First of all, the analogy is weak. Yes, I would not criticize science based on the common person’s understanding, but the common person does not practice science — they are not a part of the scientific community and do not determine scientific consensus. The common religious person, on the other hand, is religious, practices religion and is a part of the religious community, and the above doctrines are what the common religious person believes. In fact, the views I am criticizing are confessed in the creeds, are explicitly stated doctrines, embraced by the Pope, and preached by every pastor I know. I may not have shown that the most academically sophisticated religious believers are unscientific, but I cannot be attacking a straw man if I am attacking the views held by the vast majority of practicing and leading members of the religious community.

Second, I believe one would be hard pressed to find a theologian that rejects all the views I have shown are unscientific. A theologian that thinks petionary prayer does nothing, that souls do not exist, that God does not interact with, intervene in, or control the world in any meaningful or important way, and that believes that Jesus performed no miracles and did not rise from the dead — how is such a theologian different from a deist, or even an atheist? I know theologians that reject one or more of these doctrines, but none that reject them all.

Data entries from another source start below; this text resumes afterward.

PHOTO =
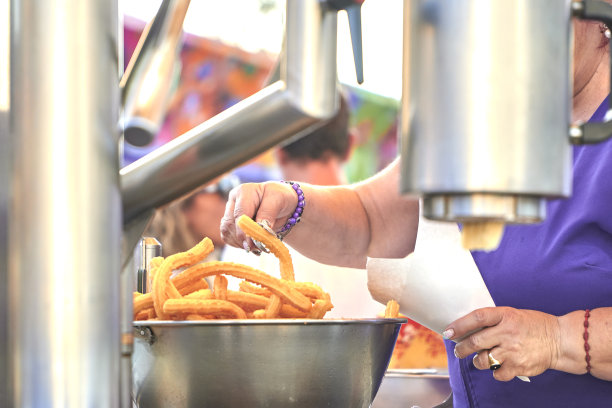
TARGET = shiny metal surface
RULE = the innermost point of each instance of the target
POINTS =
(486, 103)
(149, 249)
(402, 388)
(305, 95)
(257, 363)
(5, 183)
(150, 75)
(463, 207)
(65, 214)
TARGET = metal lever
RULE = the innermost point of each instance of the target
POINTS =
(353, 10)
(589, 133)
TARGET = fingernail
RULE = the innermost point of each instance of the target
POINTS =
(448, 334)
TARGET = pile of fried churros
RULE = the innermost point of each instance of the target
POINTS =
(187, 295)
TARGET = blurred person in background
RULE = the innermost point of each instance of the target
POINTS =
(318, 158)
(185, 222)
(551, 281)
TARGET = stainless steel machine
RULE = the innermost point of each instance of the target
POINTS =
(63, 342)
(485, 136)
(485, 119)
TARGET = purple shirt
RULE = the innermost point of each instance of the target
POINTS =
(558, 266)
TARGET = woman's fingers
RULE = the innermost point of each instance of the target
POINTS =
(269, 201)
(522, 341)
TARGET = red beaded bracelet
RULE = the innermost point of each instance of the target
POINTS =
(587, 357)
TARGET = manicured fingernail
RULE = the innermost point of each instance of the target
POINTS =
(448, 334)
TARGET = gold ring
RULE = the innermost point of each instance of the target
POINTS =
(494, 364)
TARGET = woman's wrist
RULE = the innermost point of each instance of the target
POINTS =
(571, 348)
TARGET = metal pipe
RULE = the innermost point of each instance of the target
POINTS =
(149, 79)
(5, 183)
(305, 95)
(65, 223)
(477, 142)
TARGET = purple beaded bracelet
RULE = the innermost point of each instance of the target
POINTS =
(297, 213)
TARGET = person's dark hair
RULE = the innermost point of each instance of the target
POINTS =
(332, 137)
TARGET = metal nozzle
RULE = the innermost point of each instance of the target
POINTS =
(149, 249)
(152, 73)
(353, 10)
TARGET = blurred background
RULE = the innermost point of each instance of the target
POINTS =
(229, 50)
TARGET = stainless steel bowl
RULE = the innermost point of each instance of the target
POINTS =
(420, 387)
(261, 363)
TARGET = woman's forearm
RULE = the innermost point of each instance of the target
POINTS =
(571, 353)
(343, 225)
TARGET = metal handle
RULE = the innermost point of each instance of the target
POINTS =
(589, 133)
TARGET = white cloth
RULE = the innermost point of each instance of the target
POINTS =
(436, 284)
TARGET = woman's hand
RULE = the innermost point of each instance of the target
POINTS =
(271, 201)
(526, 342)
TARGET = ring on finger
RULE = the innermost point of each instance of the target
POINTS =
(494, 364)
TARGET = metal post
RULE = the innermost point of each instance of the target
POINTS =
(5, 178)
(65, 214)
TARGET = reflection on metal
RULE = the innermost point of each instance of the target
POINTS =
(305, 95)
(65, 223)
(5, 183)
(197, 363)
(593, 132)
(152, 73)
(485, 114)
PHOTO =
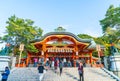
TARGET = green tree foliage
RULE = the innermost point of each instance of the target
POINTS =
(21, 31)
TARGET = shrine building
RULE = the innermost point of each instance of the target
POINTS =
(62, 44)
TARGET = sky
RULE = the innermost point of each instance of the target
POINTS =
(76, 16)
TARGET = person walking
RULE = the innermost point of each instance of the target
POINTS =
(5, 74)
(81, 71)
(60, 67)
(41, 71)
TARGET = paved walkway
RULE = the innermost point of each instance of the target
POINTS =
(69, 74)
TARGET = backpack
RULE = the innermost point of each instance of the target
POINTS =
(60, 65)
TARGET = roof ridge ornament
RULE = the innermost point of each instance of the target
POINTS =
(60, 29)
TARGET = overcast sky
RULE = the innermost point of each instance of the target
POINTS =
(76, 16)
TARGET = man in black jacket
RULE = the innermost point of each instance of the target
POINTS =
(41, 71)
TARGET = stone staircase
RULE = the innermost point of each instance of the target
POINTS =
(69, 74)
(24, 74)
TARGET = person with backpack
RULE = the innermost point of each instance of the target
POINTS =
(41, 71)
(5, 74)
(60, 67)
(81, 71)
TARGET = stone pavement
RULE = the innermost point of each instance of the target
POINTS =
(24, 74)
(69, 74)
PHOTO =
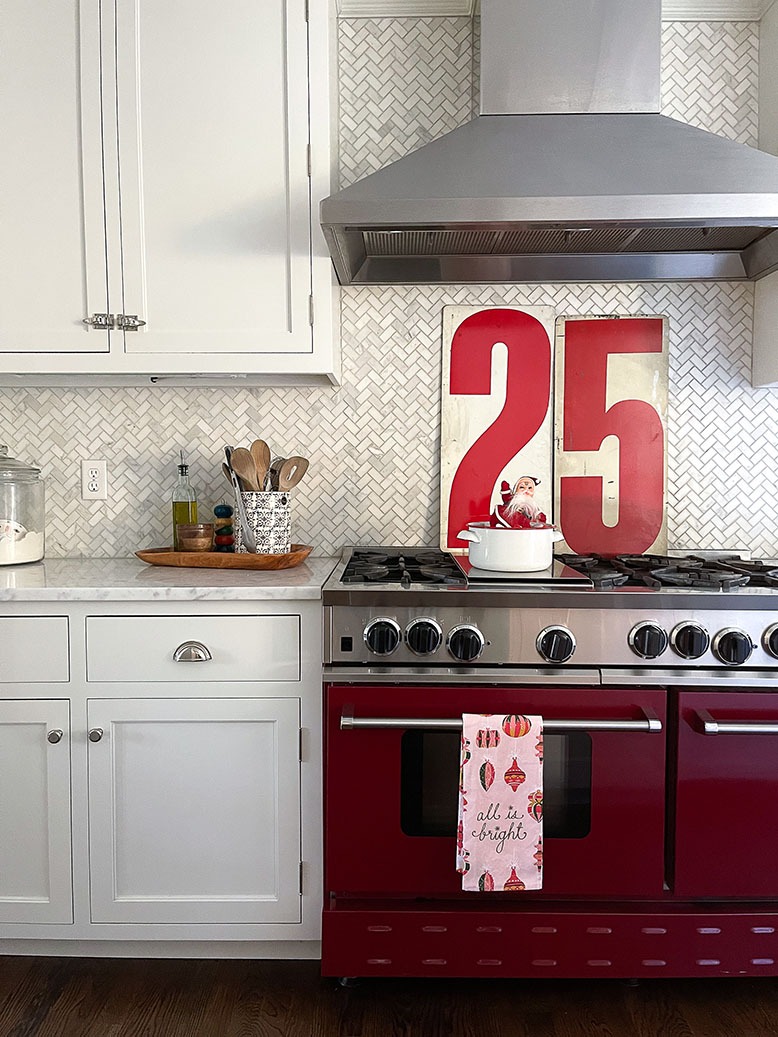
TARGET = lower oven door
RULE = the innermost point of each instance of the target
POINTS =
(726, 794)
(391, 788)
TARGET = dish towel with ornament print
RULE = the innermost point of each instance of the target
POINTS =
(499, 837)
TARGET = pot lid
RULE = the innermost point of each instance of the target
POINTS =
(11, 468)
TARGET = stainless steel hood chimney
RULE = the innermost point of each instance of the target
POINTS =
(568, 174)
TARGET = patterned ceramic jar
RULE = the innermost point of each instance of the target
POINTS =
(268, 514)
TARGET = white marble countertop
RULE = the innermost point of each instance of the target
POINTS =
(131, 580)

Of course, if a theologian could be found that did reject them all — perhaps they think that all religious language is non-literal or non-propositional and thus think that all such doctrines are not literally true but instead are (as Bart Ehrman termed it in Jesus, Interrupted) “mythically true” — then my argument could not be used to show that their particular brand of religious belief is unscientific. But I admitted that at the beginning of the essay. A religion that is only about ethics and meaning is merely non-scientific, not unscientific. But I dare say if a theologian admitted this — admitted to rejecting such doctrines, in plain English, as literal truths — from any pulpit in the world, they would be run out on a rail.  How can I be strawmanning by not addressing a view that the vast majority of religious practitioners and leaders would openly reject and label as heresy? Individual academics who reject the doctrines I have criticized can save themselves from criticism, but they cannot save all of religion vicariously.

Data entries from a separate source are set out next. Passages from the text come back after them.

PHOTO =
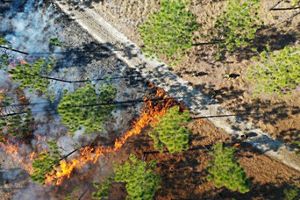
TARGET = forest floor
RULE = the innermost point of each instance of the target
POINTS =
(279, 116)
(184, 175)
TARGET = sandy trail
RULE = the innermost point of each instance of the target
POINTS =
(159, 74)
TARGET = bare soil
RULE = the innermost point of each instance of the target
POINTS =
(276, 115)
(184, 174)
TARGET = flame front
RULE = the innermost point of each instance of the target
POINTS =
(149, 116)
(13, 150)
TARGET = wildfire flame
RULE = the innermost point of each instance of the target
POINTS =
(13, 150)
(149, 116)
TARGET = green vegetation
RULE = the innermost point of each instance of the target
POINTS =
(171, 132)
(102, 190)
(45, 162)
(169, 32)
(292, 193)
(141, 181)
(4, 62)
(81, 108)
(55, 42)
(19, 125)
(3, 41)
(226, 171)
(276, 72)
(237, 25)
(30, 75)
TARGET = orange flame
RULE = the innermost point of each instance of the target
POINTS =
(89, 154)
(13, 150)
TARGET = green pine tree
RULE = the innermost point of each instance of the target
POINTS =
(30, 75)
(45, 163)
(76, 108)
(237, 25)
(139, 177)
(170, 131)
(225, 171)
(169, 32)
(102, 190)
(276, 72)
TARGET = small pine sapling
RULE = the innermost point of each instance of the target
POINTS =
(169, 32)
(276, 72)
(44, 163)
(139, 177)
(225, 171)
(81, 108)
(170, 131)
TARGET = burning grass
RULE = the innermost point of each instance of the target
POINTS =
(150, 113)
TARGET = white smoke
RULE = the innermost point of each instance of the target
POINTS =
(31, 29)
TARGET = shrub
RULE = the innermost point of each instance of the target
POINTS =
(170, 131)
(76, 109)
(276, 72)
(29, 75)
(55, 42)
(102, 190)
(19, 125)
(141, 182)
(45, 162)
(4, 62)
(3, 41)
(169, 32)
(292, 193)
(225, 171)
(237, 25)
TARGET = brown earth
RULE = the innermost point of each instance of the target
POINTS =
(278, 116)
(184, 174)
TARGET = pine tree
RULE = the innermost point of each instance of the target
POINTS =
(80, 110)
(237, 25)
(276, 72)
(45, 163)
(19, 125)
(169, 32)
(170, 131)
(225, 171)
(30, 75)
(139, 177)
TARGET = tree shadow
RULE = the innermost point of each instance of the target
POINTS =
(81, 4)
(267, 37)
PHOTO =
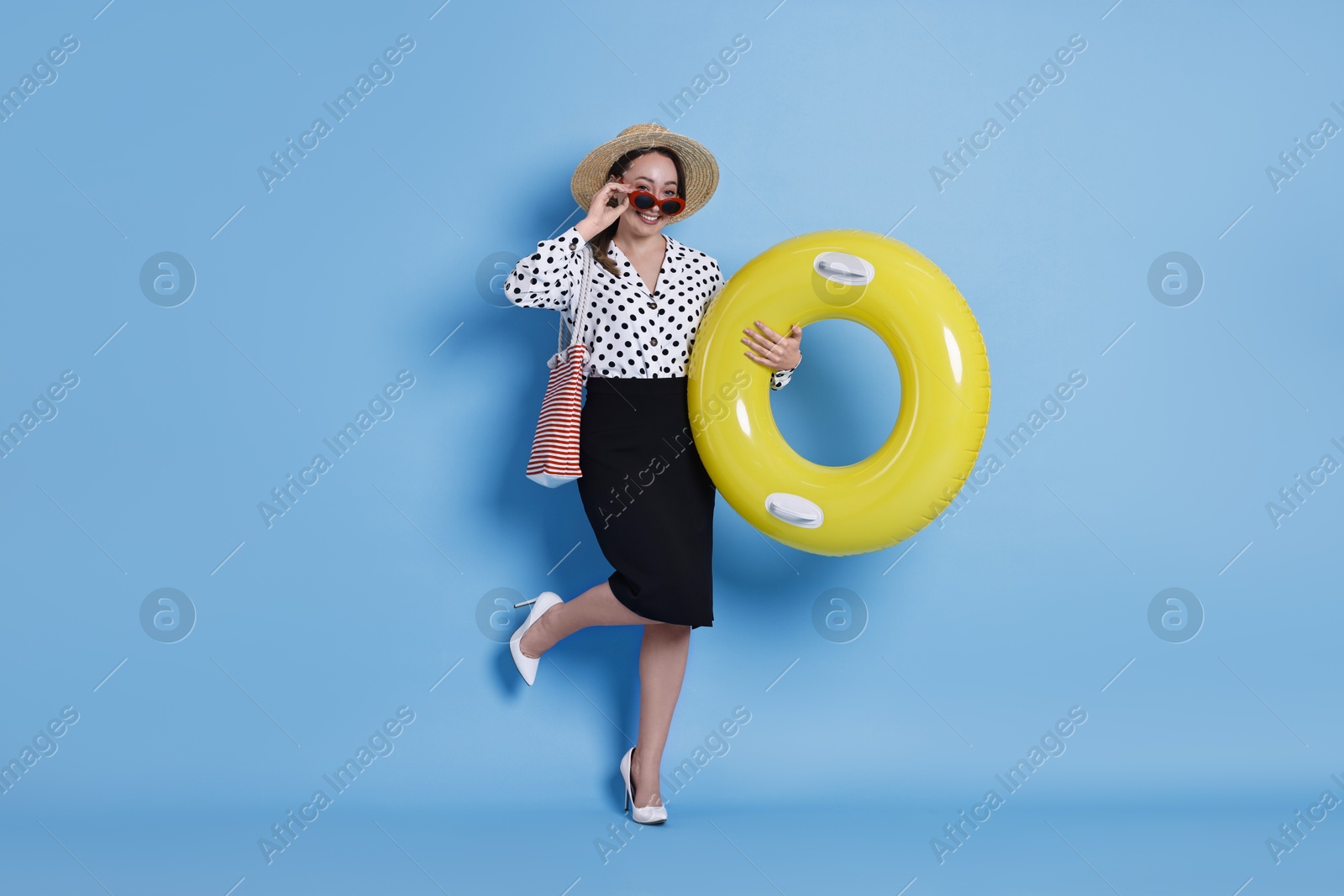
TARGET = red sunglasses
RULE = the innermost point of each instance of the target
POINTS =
(645, 201)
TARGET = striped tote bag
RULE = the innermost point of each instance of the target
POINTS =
(555, 448)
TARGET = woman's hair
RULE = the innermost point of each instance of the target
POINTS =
(602, 241)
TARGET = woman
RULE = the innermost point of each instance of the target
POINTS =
(644, 490)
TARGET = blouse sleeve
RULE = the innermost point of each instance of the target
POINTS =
(548, 277)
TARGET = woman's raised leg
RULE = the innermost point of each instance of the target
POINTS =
(595, 607)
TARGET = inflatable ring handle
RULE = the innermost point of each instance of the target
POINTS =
(940, 354)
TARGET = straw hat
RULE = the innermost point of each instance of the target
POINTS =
(698, 165)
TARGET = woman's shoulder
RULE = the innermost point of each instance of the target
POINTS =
(689, 254)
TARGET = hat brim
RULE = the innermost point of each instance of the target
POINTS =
(698, 165)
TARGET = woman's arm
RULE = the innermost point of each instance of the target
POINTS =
(548, 277)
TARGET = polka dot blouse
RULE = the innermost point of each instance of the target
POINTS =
(629, 332)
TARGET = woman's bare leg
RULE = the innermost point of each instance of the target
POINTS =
(663, 656)
(662, 669)
(595, 607)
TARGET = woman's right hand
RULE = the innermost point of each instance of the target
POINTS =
(600, 212)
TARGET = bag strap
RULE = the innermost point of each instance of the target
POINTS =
(578, 317)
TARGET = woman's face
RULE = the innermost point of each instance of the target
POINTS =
(656, 174)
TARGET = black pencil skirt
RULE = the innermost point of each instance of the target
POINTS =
(648, 497)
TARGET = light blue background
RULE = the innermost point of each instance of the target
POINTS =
(358, 265)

Given my arguments, it is undeniable that the beliefs I have criticized are unscientific. And since they, or beliefs like them, are embraced by the vast majority of religious practitioners (including those outside of Christianity), it is undeniable that — contrary to the suggestions of Gould, Ratzsch, Plantinga, and a host of others — religion is, in very important and significant ways, unscientific. Again, not in every way — but it was only the goal of this essay to identify the conflict between religion and science. I believe we can now see exactly where the conflict lies.